A grid of size r/√2 can be used to greatly increase the speed of checking candidate points. Only one point may ever be in a grid square and only a limited number of adjacent squares need to be checked.
The easiest way would be to just generate random (x, y) coordinates for each one, repeating if they are touching or overlapping.
Pseudocode:
do N times
{
start:
x = rand(0, width)
y = rand(0, height)
for each other point, p
if distance(p.x, p.y, x, y) < radius * 2
goto start
add_point(x, y);
}
This is O(n^2), but if n is only going to be 100 then that's fine.
I don't know if this is a named algorithm, but it sounds like you could assign each node a position on a “grid”, then pick a random offset.
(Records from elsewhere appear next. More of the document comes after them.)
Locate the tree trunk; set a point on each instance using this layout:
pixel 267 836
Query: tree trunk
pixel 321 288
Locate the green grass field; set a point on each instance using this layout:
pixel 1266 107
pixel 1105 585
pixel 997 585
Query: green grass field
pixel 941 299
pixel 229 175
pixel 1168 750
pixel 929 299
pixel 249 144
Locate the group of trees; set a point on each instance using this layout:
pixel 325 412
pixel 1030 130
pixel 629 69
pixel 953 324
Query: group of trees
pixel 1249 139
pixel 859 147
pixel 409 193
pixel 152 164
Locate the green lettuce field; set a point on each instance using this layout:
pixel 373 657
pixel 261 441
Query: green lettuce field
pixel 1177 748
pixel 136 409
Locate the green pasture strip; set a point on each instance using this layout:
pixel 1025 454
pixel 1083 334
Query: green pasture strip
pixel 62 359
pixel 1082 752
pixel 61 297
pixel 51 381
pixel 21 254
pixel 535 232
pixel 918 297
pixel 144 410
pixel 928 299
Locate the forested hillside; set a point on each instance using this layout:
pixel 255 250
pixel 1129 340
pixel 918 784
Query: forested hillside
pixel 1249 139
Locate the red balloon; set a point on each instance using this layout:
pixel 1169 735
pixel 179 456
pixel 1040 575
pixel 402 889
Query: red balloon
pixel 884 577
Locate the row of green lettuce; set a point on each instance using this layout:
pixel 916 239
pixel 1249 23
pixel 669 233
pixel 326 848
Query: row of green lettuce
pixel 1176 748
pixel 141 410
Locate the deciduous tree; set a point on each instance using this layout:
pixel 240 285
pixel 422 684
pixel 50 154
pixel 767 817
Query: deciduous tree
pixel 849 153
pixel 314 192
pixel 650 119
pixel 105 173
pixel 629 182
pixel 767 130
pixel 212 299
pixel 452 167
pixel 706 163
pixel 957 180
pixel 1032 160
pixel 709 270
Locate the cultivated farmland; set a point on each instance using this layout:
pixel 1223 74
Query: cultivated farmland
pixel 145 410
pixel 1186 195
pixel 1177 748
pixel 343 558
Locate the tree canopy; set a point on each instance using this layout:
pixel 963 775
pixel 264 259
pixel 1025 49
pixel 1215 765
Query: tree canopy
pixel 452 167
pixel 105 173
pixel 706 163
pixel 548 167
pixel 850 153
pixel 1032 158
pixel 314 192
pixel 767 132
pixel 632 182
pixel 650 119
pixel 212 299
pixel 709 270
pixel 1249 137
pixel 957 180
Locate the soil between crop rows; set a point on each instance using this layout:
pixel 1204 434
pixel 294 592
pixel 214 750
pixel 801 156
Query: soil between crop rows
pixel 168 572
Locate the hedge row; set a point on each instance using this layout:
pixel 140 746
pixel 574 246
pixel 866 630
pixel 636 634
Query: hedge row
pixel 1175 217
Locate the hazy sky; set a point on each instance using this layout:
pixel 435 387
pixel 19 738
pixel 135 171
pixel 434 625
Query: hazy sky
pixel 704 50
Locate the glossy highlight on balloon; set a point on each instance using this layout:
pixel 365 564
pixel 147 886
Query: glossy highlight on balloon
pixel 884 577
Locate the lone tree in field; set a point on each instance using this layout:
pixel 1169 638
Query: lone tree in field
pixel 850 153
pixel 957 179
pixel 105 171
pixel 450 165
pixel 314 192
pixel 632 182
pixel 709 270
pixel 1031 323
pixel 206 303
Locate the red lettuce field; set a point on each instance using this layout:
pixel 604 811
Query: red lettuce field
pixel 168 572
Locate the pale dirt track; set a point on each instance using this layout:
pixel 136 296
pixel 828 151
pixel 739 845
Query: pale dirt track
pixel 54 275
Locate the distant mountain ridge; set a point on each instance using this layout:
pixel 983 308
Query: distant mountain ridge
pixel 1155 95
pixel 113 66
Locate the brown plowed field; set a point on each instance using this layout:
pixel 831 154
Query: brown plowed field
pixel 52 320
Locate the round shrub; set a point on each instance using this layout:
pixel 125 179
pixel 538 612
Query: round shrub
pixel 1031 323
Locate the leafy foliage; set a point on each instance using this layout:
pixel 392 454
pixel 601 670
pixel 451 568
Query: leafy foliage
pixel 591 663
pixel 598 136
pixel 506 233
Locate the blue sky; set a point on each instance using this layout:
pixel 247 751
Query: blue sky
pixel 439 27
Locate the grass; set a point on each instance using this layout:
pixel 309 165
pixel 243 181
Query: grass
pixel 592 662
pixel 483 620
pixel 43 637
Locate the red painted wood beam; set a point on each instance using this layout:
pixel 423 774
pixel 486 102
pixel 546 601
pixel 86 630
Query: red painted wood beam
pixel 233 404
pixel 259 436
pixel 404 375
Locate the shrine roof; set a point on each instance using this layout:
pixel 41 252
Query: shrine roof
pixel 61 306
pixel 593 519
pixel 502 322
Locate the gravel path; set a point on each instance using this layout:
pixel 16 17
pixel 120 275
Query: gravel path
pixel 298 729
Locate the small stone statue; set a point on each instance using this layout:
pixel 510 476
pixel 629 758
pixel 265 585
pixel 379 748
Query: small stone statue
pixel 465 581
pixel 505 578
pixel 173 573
That would give the appearance of some chaos while still guaranteeing that there are no big empty spaces.
For example:
node.x = node.number / width + (Math.random() - 0.5) * SOME_SCALE;
node.y = node.number % height + (Math.random() - 0.5) * SOME_SCALE;
Maybe you could use a grid of circles and place one 25px-dot in every circle? Wouldn't really be random, but look good.
Or you could place dots randomly and then make empty areas attract dots and give dots a limited-range-repulsion, but that is maybe too complicated and takes too much CPU time for this simple task.